Foxtail millet (Setaria italica [L.] P. Beauv), which is one of the most important and ancient cultivated cereal crops, was domesticated in northern China approximately 11,500 years ago [29, 30]. This species exhibits specific morphological features, such as root architectural modifications, small leaf area, thick cell walls, and epidermal cell arrangement, that imparts stress tolerance and high water and nutrient utilization efficiency. These features are bolstered by a small diploid genome (approximately 430 Mb), a short life cycle, and C4 photosynthesis [31, 32]. These characteristics make foxtail millet an ideal model crop for exploring basic biological features, such as plant architecture, physiology, and genome evolution [32, 33]. Additionally, stress tolerance related characteristics of foxtail millet reduce its dependence on synthetic fertilizers, pesticides, herbicides, and insecticides, highlighting it as a model crop for exploring the mechanisms of stress tolerance. With the rapid development of molecular biology, the entire genome of foxtail millet has been sequenced and published by the United States Department of Energy Joint Genomic Institute and Beijing Genomics Institute of China [31, 34], enabling research on the mechanisms of stress response and molecular regulation and providing a foundation for genome-wide analysis of the HAT family members in this species.
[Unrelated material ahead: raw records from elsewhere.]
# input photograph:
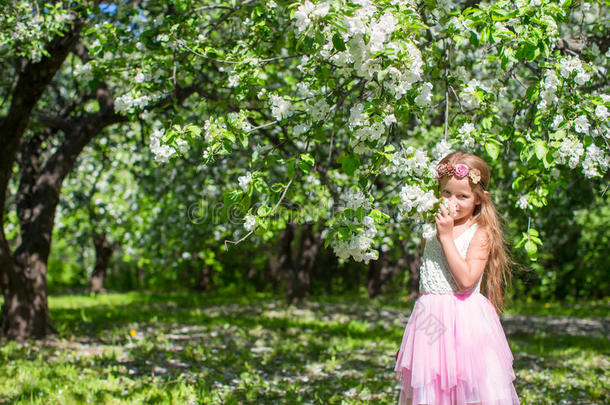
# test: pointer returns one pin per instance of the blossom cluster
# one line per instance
(128, 102)
(414, 201)
(359, 246)
(408, 163)
(161, 151)
(360, 243)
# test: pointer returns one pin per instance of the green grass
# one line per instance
(220, 349)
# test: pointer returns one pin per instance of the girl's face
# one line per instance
(459, 192)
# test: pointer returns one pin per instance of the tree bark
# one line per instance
(23, 278)
(301, 279)
(103, 254)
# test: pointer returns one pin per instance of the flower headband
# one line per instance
(459, 170)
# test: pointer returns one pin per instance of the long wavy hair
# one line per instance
(497, 273)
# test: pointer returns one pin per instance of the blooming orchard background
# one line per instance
(386, 88)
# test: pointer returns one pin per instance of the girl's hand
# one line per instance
(444, 224)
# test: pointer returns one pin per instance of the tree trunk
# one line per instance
(23, 277)
(301, 279)
(285, 262)
(103, 254)
(204, 281)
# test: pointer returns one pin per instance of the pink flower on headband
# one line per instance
(461, 170)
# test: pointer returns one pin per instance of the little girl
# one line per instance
(454, 350)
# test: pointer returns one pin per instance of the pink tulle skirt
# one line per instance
(454, 352)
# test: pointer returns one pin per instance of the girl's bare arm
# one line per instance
(466, 272)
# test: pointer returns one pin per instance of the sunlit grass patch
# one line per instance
(183, 348)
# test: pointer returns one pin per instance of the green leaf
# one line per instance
(307, 158)
(304, 166)
(531, 249)
(350, 164)
(344, 233)
(263, 211)
(290, 168)
(360, 213)
(541, 149)
(492, 150)
(338, 42)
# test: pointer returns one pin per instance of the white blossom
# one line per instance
(595, 159)
(161, 152)
(280, 107)
(425, 97)
(581, 124)
(245, 180)
(250, 222)
(570, 149)
(601, 111)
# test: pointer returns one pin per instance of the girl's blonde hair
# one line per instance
(497, 274)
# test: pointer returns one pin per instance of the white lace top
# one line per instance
(434, 273)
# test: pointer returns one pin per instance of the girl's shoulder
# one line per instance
(481, 236)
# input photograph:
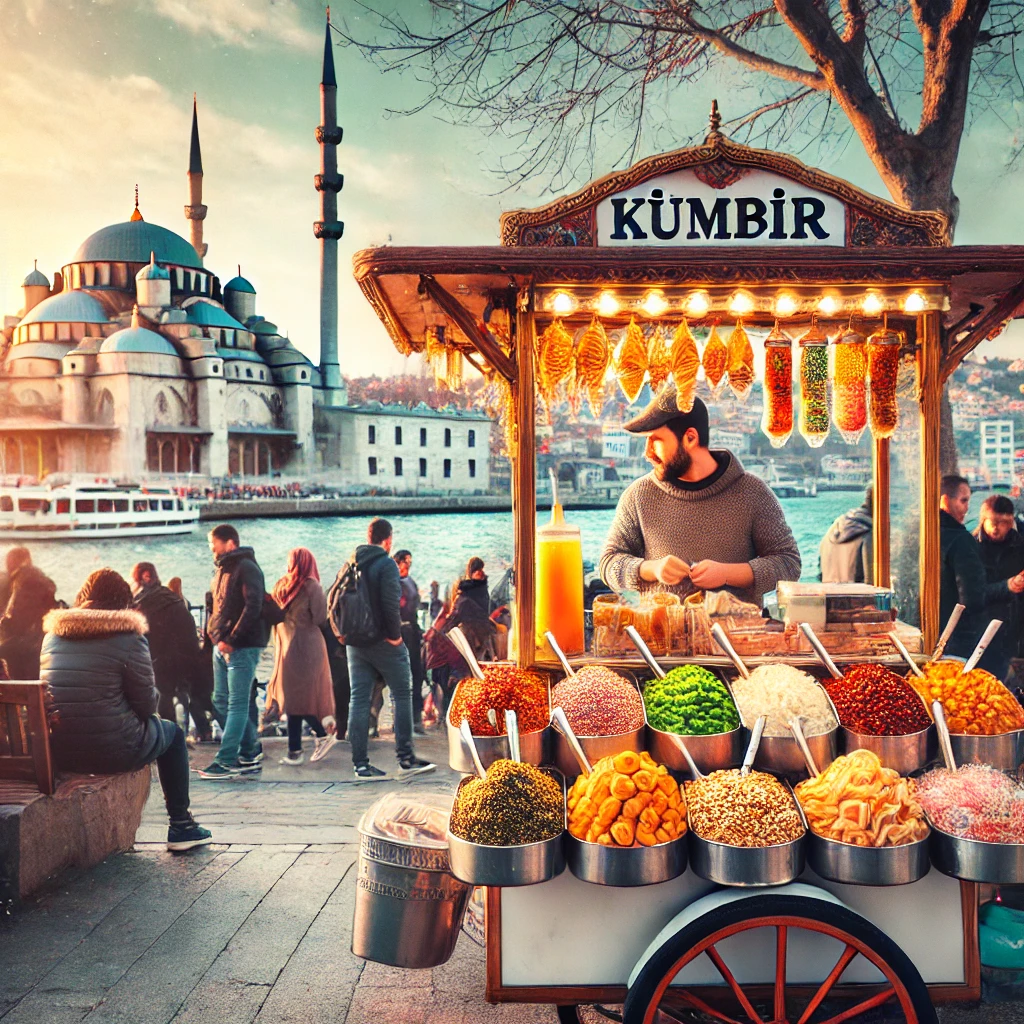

In this study, we examined the whole genome of foxtail millet, using bioinformatics analysis, with a focus on the physicochemical properties, chromosomal localization, systematic evolution, gene structure, and conserved domain of the HAT gene family. We performed expression profiling in foxtail millet after exposure to abiotic stresses, such as drought, high salinity, low nitrate, and low phosphate, to further identify the function of the HAT genes. Additionally, we analyzed the response of SiHATs to pathogenic Sclerospora graminicola infection. Overall, our results provide a foundation for further study of the functions of HAT genes, particularly in the responses to abiotic stresses, and will pave the way for identifying the precise role of HATs in plant growth and development.

Results

Identification and chromosome mapping of the foxtail millet HAT gene family

Extensive searches of public and proprietary transcripts and genomic databases, with all previously reported HAT proteins (containing GNAT, MYST, P300/CBP, and TAF1) of rice and Arabidopsis, were conducted. A total of 24 HATs were identified in foxtail millet from the Yugu1 genome after excluding redundant genes (Additional file 1). In addition, the position and direction of transcription of each gene were determined on foxtail millet chromosome pseudomolecules available on Phytozome (v12.1) (https://phytozome-next.jgi.doe.gov/), as shown in Fig. 1. The 24 foxtail millet HAT genes were found to be distributed on nine chromosomes: eight on chromosome 2; three each on chromosomes 1, 4, and 5; two each on chromosomes 6 and 9; and one each on chromosomes 3, 7, and 8 (Additional file 1, Fig. 1).

Fig. 1
figure 1

Chromosome locations of histone acetylation genes (HATs) in Setaria italica. Chromosomal location was performed on 24 histone acetylation gene family members in S. italica

Full size image

Additionally, we analyzed the physical and chemical properties of all HAT family genes and encoded proteins, including the number of amino acids, molecular weight (Mw), isoelectric point (pI), and subcellular location in foxtail millet. The sizes of the 24 predicted SiHAT proteins ranged from 425 aa (SiHAT9) to 5068 aa (SiHAT5), with molecular weights ranging from 38.08 (SiHAT16) to 563.55 kDa (SiHAT5). The pI values ranged from 4.96 (SiHAT20) to 9.86 (SiHAT24). SiHAT21, SiHAT17, and SiHAT5 were determined to be neutral proteins (–0.5 < index of GRAVY values < 0.5), whereas the GRAVY values of the remaining proteins were < 0, indicating hydrophilic properties. Subcellular localization showed that most of the HAT genes were located in the nucleus, while two were localized to the mitochondria (SiHAT6 and SiHAT24), and two were cytoplasmic (SiHAT11 and SiHAT21). Only one protein (SiHAT5) was localized to the endoplasmic reticulum. More detailed information, including sequence, aliphatic index, instability index, and subcellular localization, are listed in Additional file 1. Prediction of the secondary structure of SiHAT proteins indicated that every member contained α-helix, extended chain, β-folding, and irregular curl structures. The irregular curl and α-spiral structures were the main secondary components, accounting for 30–50% of the secondary structure, while β-folding accounted for only about 5% (Additional file 1).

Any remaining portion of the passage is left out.